Creating human-centered crisis care spaces

A patient in mental crisis presenting for treatment may feel that their world is out of control. When they enter a facility, the space itself immediately becomes a tool in the treatment program. The right environment can calm and reassure, suggesting stability and a sense of clarity and control.

Designed with input from user and patient groups, different spaces within mental health facilities should align with the treatment modalities planned. This can include larger, more open group spaces that encourage movement and physical activity; comfortable rooms for groups to sit and have positive interactions; communal spaces encouraging socialization to reduce isolation; meditative and reflective spaces with opportunities for uplifting distraction; and smaller, more intimate rooms for patients to self-isolate when they need a safe space to regulate.
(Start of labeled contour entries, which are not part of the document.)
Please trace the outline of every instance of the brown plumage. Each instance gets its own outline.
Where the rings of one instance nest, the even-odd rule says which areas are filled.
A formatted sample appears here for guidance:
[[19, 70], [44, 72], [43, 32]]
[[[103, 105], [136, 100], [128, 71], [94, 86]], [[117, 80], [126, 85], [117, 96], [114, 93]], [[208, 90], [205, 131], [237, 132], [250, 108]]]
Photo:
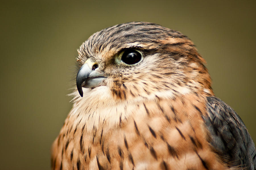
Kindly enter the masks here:
[[214, 97], [204, 59], [181, 33], [123, 24], [95, 33], [78, 53], [78, 92], [53, 169], [256, 167], [246, 128]]

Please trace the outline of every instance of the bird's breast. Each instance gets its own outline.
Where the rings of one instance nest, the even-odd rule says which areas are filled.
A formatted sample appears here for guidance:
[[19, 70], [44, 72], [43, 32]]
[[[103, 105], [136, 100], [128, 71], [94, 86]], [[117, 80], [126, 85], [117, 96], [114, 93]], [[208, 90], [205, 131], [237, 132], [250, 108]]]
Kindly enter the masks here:
[[54, 144], [53, 169], [225, 169], [206, 139], [205, 100], [159, 98], [70, 114]]

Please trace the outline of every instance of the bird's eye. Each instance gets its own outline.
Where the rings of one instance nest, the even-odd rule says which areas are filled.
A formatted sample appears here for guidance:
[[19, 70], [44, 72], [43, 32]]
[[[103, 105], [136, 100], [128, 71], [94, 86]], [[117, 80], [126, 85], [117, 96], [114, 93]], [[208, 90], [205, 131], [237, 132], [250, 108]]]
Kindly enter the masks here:
[[128, 49], [125, 51], [121, 58], [121, 60], [125, 63], [131, 65], [141, 61], [141, 54], [135, 49]]

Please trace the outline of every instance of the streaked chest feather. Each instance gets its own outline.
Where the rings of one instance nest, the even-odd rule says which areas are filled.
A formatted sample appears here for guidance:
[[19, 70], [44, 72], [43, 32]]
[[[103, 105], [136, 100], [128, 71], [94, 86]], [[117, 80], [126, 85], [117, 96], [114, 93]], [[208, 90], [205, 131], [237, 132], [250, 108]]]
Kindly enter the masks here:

Equally important, the treatment space needs to be designed in a way that emphasizes patient dignity and maximizes individual autonomy, while also making patients feel physically and emotionally safe.

For example, are there elements in a patient room that allow for personalization or some control over the environment? Does the furniture contribute to the sense of safety and well-being? Do staff have visibility of patients without making them feel insecure? Do patients have choices of where to spend their time outside of their individual rooms?

By asking these questions, project teams can begin to outline design approaches that support patient dignity and positively affect treatment outcomes.

Improving community access to mental health treatment

Opening in 2025, the Kem and Carolyn Gardner Mental Health Crisis Care Center (HMHI Crisis Care Center) in Salt Lake City aims to change the narrative in mental health design by bringing critical crisis services and community resources together in one location.

The building’s design places a strong emphasis on hospitality and comfort, introducing a welcoming softness through repeated design patterns, layered lighting, and warm materials throughout the space. Designed by FFKR Architects (Salt Lake City) and Architecture+ (Troy, NY), the building will be an outward design expression of an investment in mental health.

That message will start at the main entrance with a broad, protective canopy. A tall, glass curtain wall will flood the lobby space with daylight and a concierge will greet and direct individuals from a hospitality-inspired reception desk. An undulating, warm wood ceiling with biophilic textural wall panels will further contribute to the sense of refuge and healing.

Space planning for mental health facilities

To support the various needs of the patients presenting at the 81,600-square-foot facility, the HMHI Crisis Care Center has a carefully planned sequencing of spaces.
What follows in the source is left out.